CHATTERLEY: I made this comparison on the show last week, and this is such a critical point. According to the last check we have, around 30 million Americans collecting some form of benefit, job openings in the United States around 5.5 million. So we've got three, four, five potentially times people out of work than there are jobs available.
You know, there are other studies that have been done that have said, look, some form of benefit, enhanced benefit is not long-term security. A job is. It's quite insulting at this stage to assume that people will go back to work if they can.
And, John, I think the bigger issue here is, we're not in control of the virus. We don't have a plan for that. And what we've seen around the country is when we go back to normal life, cases rise. So in the absence of that, we have to have a plan to support people short-term.

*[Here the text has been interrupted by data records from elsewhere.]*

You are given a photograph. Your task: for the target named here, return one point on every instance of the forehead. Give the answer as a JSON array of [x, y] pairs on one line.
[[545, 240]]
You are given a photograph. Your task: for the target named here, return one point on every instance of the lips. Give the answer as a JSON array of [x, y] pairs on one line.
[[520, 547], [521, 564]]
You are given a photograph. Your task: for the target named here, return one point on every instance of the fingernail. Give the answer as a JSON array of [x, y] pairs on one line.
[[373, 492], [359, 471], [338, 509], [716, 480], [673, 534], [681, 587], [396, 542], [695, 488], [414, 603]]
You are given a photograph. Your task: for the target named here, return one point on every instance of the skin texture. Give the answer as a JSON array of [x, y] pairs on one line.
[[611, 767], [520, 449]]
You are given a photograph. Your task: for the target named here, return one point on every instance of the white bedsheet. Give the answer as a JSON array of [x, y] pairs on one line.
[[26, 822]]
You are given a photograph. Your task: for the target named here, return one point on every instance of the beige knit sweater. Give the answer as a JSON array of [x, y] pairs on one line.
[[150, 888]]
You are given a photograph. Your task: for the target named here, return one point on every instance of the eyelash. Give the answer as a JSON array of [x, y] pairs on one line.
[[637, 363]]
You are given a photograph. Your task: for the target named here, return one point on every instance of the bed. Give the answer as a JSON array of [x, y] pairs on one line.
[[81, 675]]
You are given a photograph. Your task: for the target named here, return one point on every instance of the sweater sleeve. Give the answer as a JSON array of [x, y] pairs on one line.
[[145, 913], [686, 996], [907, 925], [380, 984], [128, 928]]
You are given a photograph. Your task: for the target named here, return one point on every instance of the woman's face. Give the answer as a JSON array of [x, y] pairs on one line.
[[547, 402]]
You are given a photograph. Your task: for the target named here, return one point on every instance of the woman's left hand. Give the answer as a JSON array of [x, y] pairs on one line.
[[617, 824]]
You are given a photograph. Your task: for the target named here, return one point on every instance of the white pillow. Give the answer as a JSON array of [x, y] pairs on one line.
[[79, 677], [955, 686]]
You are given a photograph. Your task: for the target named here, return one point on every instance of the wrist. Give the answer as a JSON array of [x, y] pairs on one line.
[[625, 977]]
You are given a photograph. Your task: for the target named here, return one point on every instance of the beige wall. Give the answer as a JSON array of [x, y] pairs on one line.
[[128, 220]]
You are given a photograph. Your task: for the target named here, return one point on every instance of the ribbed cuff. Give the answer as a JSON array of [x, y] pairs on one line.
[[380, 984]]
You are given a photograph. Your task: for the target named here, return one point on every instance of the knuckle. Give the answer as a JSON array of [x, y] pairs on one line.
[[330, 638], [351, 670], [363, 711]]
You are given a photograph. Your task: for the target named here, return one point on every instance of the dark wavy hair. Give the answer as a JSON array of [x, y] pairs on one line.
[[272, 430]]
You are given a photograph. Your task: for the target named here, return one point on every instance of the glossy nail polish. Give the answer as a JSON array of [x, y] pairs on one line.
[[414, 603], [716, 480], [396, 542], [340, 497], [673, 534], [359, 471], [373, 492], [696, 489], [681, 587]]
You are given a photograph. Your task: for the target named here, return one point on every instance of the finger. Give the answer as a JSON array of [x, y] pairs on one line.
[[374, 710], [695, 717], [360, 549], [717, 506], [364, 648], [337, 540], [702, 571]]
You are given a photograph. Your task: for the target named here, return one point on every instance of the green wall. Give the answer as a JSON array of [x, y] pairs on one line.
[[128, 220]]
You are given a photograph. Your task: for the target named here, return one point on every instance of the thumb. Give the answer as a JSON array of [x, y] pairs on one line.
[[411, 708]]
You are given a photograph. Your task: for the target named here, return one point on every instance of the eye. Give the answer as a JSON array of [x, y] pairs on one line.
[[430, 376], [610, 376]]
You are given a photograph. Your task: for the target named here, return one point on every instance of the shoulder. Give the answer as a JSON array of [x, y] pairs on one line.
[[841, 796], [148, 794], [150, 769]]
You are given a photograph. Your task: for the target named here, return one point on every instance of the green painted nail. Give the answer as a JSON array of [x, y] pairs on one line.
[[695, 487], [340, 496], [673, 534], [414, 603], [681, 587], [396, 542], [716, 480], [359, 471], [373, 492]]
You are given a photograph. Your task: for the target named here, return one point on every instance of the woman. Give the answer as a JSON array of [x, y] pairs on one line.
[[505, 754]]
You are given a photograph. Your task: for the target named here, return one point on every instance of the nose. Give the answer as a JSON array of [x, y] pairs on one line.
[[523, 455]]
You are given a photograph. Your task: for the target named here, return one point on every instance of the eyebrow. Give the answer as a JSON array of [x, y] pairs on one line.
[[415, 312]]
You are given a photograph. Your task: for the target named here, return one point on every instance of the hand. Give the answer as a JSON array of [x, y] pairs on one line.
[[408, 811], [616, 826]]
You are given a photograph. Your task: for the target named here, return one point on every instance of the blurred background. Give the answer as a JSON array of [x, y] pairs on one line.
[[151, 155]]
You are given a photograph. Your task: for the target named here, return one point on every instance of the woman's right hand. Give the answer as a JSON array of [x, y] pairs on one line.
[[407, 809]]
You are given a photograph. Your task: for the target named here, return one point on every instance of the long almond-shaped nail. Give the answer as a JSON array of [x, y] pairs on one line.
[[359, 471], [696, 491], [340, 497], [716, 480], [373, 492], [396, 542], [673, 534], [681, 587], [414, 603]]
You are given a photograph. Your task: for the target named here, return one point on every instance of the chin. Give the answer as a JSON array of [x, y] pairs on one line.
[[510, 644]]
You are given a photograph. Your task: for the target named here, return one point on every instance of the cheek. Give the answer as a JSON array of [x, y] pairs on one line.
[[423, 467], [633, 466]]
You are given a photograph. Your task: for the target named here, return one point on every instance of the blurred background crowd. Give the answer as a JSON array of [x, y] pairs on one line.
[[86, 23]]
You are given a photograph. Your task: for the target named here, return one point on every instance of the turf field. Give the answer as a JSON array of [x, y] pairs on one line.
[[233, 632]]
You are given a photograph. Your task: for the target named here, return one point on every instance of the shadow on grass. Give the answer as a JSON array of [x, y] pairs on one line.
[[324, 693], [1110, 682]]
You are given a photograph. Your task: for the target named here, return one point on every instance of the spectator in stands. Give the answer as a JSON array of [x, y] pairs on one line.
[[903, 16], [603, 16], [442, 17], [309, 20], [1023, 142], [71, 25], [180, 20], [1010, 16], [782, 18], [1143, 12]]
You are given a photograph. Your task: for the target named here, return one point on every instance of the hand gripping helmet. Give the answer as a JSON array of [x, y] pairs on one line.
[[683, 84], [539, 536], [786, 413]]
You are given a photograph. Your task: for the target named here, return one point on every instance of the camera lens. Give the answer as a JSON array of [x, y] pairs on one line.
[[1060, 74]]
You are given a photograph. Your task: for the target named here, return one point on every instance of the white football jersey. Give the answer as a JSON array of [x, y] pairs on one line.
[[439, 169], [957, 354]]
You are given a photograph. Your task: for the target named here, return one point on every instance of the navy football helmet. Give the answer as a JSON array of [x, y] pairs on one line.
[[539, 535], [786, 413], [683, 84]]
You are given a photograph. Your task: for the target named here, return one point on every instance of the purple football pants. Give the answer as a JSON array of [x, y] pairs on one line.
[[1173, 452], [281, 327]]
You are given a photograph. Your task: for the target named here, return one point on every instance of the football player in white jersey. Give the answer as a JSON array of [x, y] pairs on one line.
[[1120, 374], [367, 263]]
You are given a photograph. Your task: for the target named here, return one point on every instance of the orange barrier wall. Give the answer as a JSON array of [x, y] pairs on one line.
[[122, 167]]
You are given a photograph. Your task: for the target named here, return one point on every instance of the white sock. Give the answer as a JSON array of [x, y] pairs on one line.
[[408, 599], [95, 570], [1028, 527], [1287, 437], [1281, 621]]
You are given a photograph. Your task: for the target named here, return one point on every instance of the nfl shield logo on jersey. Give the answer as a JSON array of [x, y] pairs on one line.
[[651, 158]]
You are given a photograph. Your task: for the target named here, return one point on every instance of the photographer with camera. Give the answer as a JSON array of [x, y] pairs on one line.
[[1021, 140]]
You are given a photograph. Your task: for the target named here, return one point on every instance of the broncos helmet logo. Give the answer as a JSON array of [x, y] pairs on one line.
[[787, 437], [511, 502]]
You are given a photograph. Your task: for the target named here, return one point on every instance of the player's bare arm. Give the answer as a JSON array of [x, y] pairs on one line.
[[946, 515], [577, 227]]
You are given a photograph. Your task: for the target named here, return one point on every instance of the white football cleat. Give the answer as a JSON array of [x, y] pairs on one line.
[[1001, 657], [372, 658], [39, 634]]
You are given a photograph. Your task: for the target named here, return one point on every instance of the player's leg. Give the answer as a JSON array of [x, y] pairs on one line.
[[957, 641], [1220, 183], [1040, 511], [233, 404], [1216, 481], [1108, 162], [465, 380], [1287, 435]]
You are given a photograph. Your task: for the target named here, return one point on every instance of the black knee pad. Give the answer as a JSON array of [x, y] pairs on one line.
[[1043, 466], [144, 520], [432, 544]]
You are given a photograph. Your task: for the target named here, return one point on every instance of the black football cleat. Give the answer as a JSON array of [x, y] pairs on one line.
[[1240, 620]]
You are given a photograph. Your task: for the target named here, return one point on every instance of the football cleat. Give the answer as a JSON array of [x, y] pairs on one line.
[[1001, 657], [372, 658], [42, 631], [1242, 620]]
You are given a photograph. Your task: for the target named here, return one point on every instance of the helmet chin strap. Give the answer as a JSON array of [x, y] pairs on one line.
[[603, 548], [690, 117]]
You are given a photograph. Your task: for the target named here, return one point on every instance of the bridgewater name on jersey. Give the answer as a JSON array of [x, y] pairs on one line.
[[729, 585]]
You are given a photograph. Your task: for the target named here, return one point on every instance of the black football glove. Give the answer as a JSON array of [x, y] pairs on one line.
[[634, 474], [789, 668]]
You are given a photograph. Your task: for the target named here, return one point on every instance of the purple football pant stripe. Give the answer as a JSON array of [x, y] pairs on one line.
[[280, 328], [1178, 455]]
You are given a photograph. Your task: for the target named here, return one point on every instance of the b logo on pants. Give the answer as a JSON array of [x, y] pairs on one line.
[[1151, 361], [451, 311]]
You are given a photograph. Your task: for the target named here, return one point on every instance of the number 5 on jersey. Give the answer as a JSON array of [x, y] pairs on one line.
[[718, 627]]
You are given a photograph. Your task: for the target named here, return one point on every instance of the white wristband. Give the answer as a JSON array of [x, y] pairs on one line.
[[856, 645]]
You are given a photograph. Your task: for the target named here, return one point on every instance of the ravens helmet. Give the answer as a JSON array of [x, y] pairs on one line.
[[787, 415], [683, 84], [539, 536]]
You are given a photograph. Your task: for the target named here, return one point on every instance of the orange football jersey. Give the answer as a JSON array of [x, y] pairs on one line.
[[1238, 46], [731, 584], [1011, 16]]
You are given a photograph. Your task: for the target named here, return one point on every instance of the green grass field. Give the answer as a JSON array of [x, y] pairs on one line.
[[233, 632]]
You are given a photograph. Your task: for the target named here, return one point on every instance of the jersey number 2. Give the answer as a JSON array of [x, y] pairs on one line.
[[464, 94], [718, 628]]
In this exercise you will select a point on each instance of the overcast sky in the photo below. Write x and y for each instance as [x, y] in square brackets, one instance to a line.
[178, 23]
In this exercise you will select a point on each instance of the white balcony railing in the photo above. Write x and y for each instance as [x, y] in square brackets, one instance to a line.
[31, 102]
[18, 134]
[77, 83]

The Democrats are operating like we are still in an emergency situation. We are. In fact, the emergency is bigger. The Republicans are operating in a consistent manner in the way that the White House is handling this, that the emergency is over. It isn't.
BERMAN: Back at table today. We'll see if any new progress is made. Julia Chatterley, thanks so much for being with us.
CHATTERLEY: Thank you.
BERMAN: Erica? HILL: let's bring in David Gregory, CNN Political Analyst. David, I think Julia made such a great point there about 30 million people filing for unemployment, 5.5 million available jobs. And, by the way, these, you know, extra benefits running out on Friday, that deadline was not a surprise. So the fact that we are still here now, days after that benefit has expired is telling in itself.
DAVID GREGORY, CNN POLITICAL ANALYST: Well, it's not surprising that Congress and any administration over a package this big would have a difficulty reaching an agreement after they've operated in a crisis level before. You know, you reach a kind of breaking point about how much money the federal government is going to pump into the economy.
But I think Julia is right, that we're still in a crisis. Yes, there are industries, mainly for part-time work, the food industry, where there are people who are sitting out rather than going back to work, because they're probably making more with this federal help than they would back at a job. But I think that's perhaps more isolated. It's hard to get the sense of the overall.
And here is just one anecdote. Think about, you know, where I live in Washington, D.C., when you have major school districts that are going to be virtual only now in the fall, for people who don't have an opportunity to go out and seek work, even if it were available, because they're going to have kids at home, how vital would that extra support be?
BERMAN: The part of this that does surprise me, I have to say, David, is that the politics of this seem fairly simple. I don't understand why in a campaign you would think that an administration would just spend. I mean, purely political. Forget the merits of the argument, but from a political standpoint, why not pump money in as quickly as you can into the economy?
GREGORY: Yes. Well -- and they've done so much of that. And I think, you know, why not maximize any positive economic news amid a crisis that could be attributed to the fact that you were there and encouraging Congress to provide as much aid as possible.